The movie, which was screened for audiences at the Republican and Democratic national conventions, is already rankling some teachers unions, which find it even more offensive than “Waiting for Superman.”
Both films apparently depict teachers as impediments to parents trying to steer their children through over-burdened public education systems. I say “apparently’’ because I wasn’t in Tampa or Charlotte, haven’t yet seen the film and didn’t even see much of the live convention coverage.
That’s because the conventions coincided with the first two weeks of school here in Texas. And while the school day ended before the prime-time speeches, prime time is when parenting begins.
I can, however, report that two weeks into the school year, I’ve already resorted to some of the pit-bull tactics Gyllenhaal evokes in the film.
I got the desired result, but it shouldn’t be this hard to navigate the public school system. And Lord help the child who does not have at least one stubborn (and English-speaking) parent to plead his or her case.

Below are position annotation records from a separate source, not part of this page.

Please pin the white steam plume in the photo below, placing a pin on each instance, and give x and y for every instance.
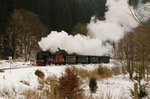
(118, 20)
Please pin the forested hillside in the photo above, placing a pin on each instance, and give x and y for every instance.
(54, 15)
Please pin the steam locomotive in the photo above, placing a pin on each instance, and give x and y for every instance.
(47, 58)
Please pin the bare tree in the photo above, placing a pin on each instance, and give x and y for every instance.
(24, 30)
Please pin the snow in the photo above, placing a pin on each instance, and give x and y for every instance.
(10, 81)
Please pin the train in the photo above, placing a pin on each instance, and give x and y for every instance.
(47, 58)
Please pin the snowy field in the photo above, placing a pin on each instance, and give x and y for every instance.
(12, 80)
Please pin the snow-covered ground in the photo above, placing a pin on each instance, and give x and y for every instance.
(12, 80)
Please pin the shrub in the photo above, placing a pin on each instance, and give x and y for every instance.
(1, 71)
(40, 74)
(69, 85)
(93, 85)
(116, 70)
(142, 91)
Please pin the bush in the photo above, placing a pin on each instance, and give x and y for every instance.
(93, 85)
(142, 91)
(40, 74)
(116, 70)
(69, 85)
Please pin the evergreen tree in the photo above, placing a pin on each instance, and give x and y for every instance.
(93, 85)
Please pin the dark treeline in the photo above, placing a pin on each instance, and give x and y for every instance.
(55, 14)
(49, 15)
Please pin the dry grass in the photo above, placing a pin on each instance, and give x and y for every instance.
(40, 74)
(99, 73)
(25, 82)
(1, 71)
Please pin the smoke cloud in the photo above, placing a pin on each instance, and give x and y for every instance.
(118, 20)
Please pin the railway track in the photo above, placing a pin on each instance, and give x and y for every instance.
(16, 67)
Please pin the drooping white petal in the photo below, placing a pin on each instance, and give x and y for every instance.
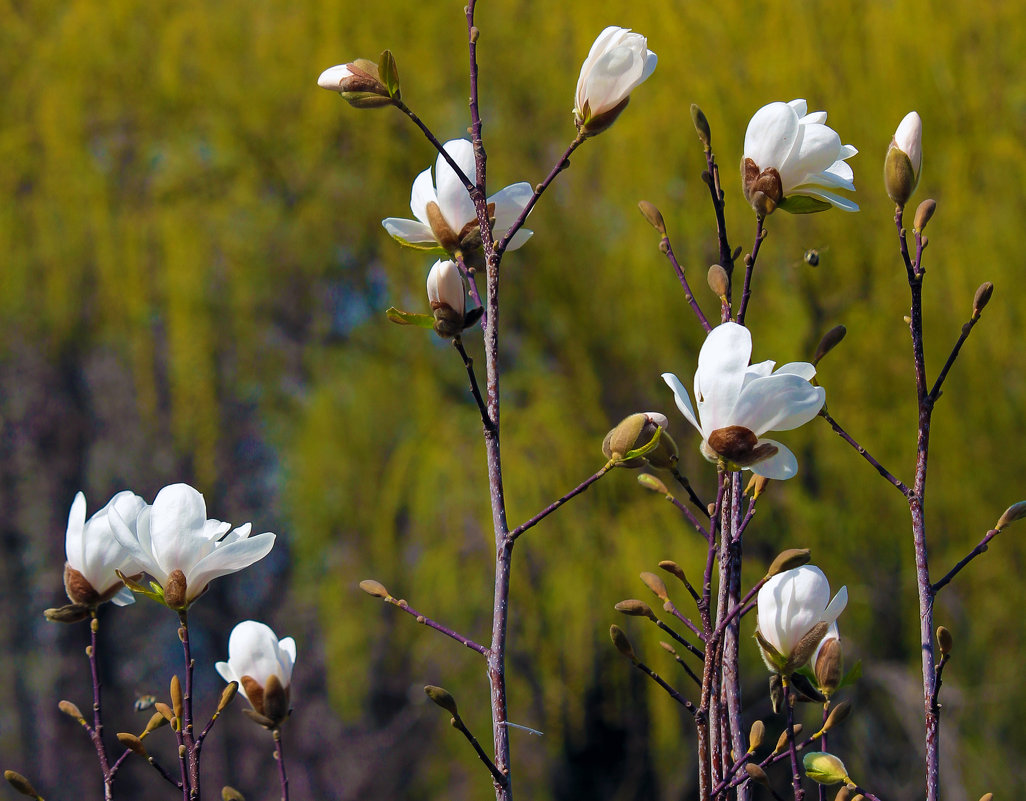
(422, 194)
(454, 199)
(178, 519)
(408, 230)
(771, 134)
(682, 399)
(722, 362)
(780, 467)
(778, 402)
(74, 547)
(227, 559)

My teenager made me promise years ago never to go “pit-bull’’ at her school without advance notice. Bowing to her considerable wisdom, as well as her understandable desire not to be humiliated, I agreed.
The pit bull ban was temporarily lifted this year, however, after two weeks of unsuccessful attempts to resolve a scheduling dispute through diplomacy.
What happened is this: Students sign up for classes in the spring and receive their schedules immediately before the first class in August. My daughter found that she did not get into one of the Advanced Placement classes she’d requested. Instead of placing her in an equally rigorous class, she was simply shorted one class period and given a truncated school-day.
As a rising junior who has designs not only on college, but perhaps a scholarship, she wanted to be at school all day. A message to her counselor got no response.
I politely followed up and we were offered either “child development’’ or “nutrition.’’
Since child development seemed aimed at pregnant teens, my daughter attended nutrition class for a week. A varsity athlete, she said the class taught concepts she’d mastered in grade school.
Moreover, she didn’t want an obvious “blow-off’’ class on her transcript because she worried about how it would look to prospective colleges. Meanwhile, she learned that there was a “college reading’’ class that met at the same period and she wanted to transfer to it.
Our request was ignored. A second request brought word that there was no “leeway’’ in the master schedule to accommodate changes in electives.
This is when I sought, and was granted, temporary pit bull privileges.
I will spare you the details, except to say that I was neither profane, nor disrespectful. I did, however, say that I was at an utter loss to explain to my daughter - a member of the National Honor Society who spent two lunch periods already this year working on “teacher appreciation’’ gifts – why the school would prevent her from taking a more rigorous class.
My guess is that that’s what did the trick. There was no reasonable answer, other than bureaucracy for bureaucracy’s sake. It was too late to change the schedule because the schedule is done.
On Monday, my daughter will transfer to the college reading class, which was our goal. Her faith in the system is temporarily restored. Things again seem to make sense.
We are in a school district where the staff and the teachers range from good to outstanding. But we live in Texas, which implemented draconian cuts to public education in recent years. The strain that produced is being felt across the board.
Whether to continue limping along, or whether to restore funding, will be the focus of a number of grassroots efforts already taking shape in anticipation of the upcoming state legislative session that begins next year.
Maybe it was a good time to get in touch with my inner pit bull.